Wayve added $60 million to its Series D round from AMD, Arm, and Qualcomm Ventures, bringing three major semiconductor backers into its push to commercialize embodied AI software for cars and robotaxis. The London-based company said the extension broadens support for deploying its AI Driver across a wider range of automotive compute platforms, as it targets production programs spanning L2+ “hands off” driver assistance through L3/L4 automated driving.
The new funding builds on Wayve’s previously announced $1.2 billion Series D, a round that Wayve said included Microsoft, NVIDIA, Uber, Mercedes-Benz, Nissan, and Stellantis, with broader milestone-based capital taking total committed funding tied to that raise to $1.5 billion. Wayve’s strategy centers on end-to-end driving software that can operate across multiple vehicle architectures without depending on high-definition maps, a design choice the company argues can reduce integration complexity for automakers and fleet operators.
Wayve said the capital will support engineering integration across automotive compute platforms and continued deployment of its AI Driver in production systems for ADAS and automated driving. The company also pointed to existing work with NVIDIA in training and vehicle development, including the Nissan robotaxi prototype built on NVIDIA Drive Hyperion, and to its previously announced collaboration with Qualcomm Technologies on a pre-integrated AI Driver offering for Snapdragon Ride.
- $60 million Series D extension comes from AMD, Arm, and Qualcomm Ventures.

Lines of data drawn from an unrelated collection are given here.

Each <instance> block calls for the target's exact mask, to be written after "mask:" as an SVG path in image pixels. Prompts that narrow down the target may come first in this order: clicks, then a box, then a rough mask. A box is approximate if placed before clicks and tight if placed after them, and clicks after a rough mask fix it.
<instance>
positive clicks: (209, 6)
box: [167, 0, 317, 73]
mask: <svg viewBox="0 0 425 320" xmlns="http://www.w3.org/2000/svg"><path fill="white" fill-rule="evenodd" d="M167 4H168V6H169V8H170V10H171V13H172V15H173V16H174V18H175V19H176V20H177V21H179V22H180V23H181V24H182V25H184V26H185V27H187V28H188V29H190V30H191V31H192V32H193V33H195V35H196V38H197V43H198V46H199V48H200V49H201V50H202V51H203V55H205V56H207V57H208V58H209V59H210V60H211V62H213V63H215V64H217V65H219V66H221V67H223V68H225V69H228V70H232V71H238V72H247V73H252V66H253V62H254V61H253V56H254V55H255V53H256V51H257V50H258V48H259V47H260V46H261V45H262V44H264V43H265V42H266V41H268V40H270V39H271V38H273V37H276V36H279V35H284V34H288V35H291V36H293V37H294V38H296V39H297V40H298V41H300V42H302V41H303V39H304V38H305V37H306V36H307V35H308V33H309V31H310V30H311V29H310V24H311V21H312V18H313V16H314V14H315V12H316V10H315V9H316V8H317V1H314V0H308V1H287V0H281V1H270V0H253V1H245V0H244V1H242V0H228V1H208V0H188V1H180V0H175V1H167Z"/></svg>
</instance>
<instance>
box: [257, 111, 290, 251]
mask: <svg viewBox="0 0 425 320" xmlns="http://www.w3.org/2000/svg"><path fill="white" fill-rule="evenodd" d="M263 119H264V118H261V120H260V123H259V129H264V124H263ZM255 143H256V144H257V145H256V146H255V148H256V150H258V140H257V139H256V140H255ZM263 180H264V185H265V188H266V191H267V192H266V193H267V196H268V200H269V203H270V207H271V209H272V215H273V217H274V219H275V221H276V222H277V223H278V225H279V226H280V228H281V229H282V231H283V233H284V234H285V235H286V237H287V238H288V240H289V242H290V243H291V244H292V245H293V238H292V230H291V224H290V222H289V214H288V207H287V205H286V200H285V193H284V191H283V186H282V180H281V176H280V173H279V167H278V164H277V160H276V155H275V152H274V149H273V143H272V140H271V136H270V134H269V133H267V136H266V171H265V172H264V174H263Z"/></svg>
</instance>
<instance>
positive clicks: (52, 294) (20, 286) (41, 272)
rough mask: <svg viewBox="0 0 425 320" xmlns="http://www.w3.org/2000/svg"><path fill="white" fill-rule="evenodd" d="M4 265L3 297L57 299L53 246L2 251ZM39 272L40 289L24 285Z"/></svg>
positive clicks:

- Wayve says the goal is broader compatibility across automotive compute platforms already in use today and those planned for future automated vehicles.
- The company positions its AI Driver as an end-to-end embodied AI stack for point-to-point driving without HD maps.
- Target deployments range from L2+ supervised systems to L3/L4 automated driving and robotaxi applications.
- Existing strategic relationships cited by Wayve include NVIDIA and Qualcomm, alongside automotive ties with Nissan, Mercedes-Benz, and Stellantis.
“For embodied AI to scale, automakers need design choice and supply chain flexibility,” said Alex Kendall, co-founder and CEO of Wayve. “We’re building an AI Driver that works across the full automotive compute ecosystem, from architectures already used in millions of vehicles today to the platforms powering the next generation of automated vehicles.”